Full-Text
This article is part of the Query Portal. It summarizes the Full-Text features of BaseX.
Full-text retrieval is an essential query feature for working with XML documents, and BaseX was the first query processor that fully supported the W3C XQuery Full Text 1.0 Recommendation. This page lists some singularities and extensions of the BaseX implementation.
Contents
Query Evaluation
BaseX offers different evaluation strategies for XQFT queries, the choice of which
depends on the input data and the existence of a full text index. The query compiler tries
to optimize and speed up queries by applying a full text index structure whenever
possible and useful. Three evaluation strategies are available: the standard sequential
database scan, a full-text index based evaluation and a hybrid one, combining both strategies (see "XQuery Full Text implementation in BaseX").

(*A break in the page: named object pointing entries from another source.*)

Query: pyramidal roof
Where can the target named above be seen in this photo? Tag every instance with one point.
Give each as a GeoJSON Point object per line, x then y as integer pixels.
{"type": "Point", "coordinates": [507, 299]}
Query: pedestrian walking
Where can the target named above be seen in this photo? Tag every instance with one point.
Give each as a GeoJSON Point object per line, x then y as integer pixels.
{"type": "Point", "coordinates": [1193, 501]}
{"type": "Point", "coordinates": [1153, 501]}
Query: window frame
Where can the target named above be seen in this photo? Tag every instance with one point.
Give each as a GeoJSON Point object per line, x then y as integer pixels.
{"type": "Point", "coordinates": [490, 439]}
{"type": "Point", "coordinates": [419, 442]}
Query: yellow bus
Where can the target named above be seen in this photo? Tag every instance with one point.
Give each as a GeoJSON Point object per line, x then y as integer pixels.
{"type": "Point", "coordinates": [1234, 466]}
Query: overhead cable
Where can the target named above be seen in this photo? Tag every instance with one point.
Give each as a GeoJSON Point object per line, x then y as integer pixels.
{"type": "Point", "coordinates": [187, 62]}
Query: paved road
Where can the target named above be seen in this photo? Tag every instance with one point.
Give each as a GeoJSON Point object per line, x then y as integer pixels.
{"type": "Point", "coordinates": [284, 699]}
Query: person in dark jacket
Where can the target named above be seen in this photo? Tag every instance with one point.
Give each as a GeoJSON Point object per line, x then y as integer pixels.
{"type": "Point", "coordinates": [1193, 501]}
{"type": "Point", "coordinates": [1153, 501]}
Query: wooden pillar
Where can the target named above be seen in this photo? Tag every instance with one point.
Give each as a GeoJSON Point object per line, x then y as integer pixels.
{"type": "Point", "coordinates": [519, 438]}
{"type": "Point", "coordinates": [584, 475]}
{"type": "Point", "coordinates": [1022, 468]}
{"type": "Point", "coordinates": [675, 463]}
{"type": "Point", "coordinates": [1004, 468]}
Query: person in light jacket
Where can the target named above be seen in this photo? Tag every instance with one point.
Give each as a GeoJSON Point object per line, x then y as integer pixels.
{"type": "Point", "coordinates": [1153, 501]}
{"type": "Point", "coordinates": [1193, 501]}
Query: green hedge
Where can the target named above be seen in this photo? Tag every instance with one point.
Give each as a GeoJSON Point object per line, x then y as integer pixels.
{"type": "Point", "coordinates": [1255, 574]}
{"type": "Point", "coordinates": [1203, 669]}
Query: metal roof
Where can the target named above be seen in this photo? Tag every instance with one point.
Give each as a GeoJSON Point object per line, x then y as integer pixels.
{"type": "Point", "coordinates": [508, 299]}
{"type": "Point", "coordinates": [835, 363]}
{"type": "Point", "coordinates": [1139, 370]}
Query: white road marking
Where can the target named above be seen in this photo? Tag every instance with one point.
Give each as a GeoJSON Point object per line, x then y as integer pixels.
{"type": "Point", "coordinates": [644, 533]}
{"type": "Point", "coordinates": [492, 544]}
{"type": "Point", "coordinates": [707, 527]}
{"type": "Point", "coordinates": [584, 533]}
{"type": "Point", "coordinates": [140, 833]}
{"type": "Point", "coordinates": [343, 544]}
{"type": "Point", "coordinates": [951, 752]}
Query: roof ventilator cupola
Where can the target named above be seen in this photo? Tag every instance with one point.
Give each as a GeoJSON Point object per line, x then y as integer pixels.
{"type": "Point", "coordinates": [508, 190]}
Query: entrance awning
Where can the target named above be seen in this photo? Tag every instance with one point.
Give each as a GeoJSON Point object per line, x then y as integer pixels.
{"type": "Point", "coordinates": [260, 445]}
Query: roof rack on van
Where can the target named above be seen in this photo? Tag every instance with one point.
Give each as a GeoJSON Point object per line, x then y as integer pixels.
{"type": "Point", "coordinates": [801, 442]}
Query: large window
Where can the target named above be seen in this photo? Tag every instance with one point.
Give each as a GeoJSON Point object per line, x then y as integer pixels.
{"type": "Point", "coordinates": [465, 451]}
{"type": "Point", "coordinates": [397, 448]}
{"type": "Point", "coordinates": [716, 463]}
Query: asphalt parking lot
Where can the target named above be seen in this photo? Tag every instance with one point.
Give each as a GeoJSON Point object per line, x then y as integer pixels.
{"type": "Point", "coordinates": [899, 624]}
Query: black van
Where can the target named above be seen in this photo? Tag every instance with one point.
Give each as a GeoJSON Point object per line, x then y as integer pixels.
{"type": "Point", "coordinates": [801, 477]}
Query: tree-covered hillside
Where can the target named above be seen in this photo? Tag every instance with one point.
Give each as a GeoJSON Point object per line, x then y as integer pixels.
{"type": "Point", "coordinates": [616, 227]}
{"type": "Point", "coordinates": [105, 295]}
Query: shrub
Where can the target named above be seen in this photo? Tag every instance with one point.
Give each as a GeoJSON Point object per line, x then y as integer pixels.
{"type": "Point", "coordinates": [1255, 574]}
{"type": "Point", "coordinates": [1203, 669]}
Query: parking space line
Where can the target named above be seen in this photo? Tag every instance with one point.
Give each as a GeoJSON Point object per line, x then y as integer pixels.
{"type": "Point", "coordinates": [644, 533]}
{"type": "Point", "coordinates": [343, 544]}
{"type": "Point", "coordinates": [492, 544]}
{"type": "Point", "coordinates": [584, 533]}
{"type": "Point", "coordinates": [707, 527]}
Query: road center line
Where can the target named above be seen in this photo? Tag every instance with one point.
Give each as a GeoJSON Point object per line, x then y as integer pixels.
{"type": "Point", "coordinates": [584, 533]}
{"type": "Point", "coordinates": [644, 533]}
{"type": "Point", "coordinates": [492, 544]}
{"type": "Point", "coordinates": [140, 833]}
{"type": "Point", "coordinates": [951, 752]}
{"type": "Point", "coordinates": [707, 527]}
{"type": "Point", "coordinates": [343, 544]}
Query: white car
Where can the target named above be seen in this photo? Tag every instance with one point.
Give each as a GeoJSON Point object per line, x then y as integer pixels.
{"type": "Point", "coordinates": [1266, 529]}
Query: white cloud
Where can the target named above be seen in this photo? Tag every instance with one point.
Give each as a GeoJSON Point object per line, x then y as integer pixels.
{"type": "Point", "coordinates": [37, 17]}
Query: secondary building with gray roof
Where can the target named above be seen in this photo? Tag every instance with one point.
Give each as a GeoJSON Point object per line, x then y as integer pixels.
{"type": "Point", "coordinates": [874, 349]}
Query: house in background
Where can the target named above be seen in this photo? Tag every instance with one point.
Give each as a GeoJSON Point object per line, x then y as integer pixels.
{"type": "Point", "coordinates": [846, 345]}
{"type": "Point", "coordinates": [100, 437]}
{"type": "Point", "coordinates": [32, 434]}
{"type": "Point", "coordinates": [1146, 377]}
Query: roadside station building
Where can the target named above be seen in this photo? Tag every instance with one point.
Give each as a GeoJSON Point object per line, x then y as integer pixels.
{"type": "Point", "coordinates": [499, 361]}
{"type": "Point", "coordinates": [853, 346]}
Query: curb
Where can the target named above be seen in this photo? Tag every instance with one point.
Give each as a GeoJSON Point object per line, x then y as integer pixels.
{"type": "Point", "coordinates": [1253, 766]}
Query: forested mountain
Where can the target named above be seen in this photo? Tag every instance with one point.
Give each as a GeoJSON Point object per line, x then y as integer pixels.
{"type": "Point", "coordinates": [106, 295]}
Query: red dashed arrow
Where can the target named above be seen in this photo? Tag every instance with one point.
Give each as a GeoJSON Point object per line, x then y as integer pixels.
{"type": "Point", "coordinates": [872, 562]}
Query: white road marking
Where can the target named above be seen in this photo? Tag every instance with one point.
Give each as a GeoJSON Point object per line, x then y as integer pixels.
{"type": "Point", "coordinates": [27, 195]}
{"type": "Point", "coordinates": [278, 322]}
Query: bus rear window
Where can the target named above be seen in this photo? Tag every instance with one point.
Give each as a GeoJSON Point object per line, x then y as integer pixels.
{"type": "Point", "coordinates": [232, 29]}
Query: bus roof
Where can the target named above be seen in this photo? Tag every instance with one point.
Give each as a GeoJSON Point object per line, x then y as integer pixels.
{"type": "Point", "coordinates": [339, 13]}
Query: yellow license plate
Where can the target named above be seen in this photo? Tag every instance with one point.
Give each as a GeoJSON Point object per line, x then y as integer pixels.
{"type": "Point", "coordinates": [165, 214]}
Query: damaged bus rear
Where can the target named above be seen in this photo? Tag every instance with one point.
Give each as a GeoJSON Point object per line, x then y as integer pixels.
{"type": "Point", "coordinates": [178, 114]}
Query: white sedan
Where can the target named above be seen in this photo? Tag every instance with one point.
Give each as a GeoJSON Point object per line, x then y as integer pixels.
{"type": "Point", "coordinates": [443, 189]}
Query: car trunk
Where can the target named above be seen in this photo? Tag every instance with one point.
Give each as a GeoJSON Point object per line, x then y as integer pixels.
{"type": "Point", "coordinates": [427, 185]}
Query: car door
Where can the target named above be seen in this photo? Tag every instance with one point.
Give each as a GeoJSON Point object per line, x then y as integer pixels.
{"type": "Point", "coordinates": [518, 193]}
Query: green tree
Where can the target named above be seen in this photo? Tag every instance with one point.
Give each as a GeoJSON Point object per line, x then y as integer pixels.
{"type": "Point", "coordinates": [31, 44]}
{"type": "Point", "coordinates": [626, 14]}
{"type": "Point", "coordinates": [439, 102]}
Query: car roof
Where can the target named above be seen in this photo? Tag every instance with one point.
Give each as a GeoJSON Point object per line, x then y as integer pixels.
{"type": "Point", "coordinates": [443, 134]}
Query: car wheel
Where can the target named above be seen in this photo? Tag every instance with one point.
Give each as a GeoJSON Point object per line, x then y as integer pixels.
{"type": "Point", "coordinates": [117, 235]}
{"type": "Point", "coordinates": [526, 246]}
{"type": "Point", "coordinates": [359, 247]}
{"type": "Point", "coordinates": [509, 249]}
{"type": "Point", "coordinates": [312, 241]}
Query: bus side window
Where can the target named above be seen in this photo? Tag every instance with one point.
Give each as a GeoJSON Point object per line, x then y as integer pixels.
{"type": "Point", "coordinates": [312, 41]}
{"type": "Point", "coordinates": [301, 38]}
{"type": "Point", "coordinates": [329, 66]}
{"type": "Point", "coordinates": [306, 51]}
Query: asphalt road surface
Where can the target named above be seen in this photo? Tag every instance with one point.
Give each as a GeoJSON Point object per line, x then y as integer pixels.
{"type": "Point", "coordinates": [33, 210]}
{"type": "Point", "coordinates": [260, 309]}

Query optimization and selection of the most efficient evaluation strategy is done
in a full-fledged automatic manner. The output of the query optimizer indicates which
evaluation plan is chosen for a specific query. It can be inspected by activating verbose
querying (Command: SET VERBOSE ON
) or opening the Query Info in the GUI.
The message
Applying full-text index
suggests that the full-text index is applied to speed up query evaluation. A second message
Removing path with no index results
indicates that the index does not yield any results for the specified term and is thus skipped. If index optimizations are missing, it sometimes helps to give the compiler a second chance and try different rewritings of the same query.
Options
To support a wide variety of scenarios, the available full-text index can handle different
combinations of the match options defined in the XQuery Full Text Recommendation.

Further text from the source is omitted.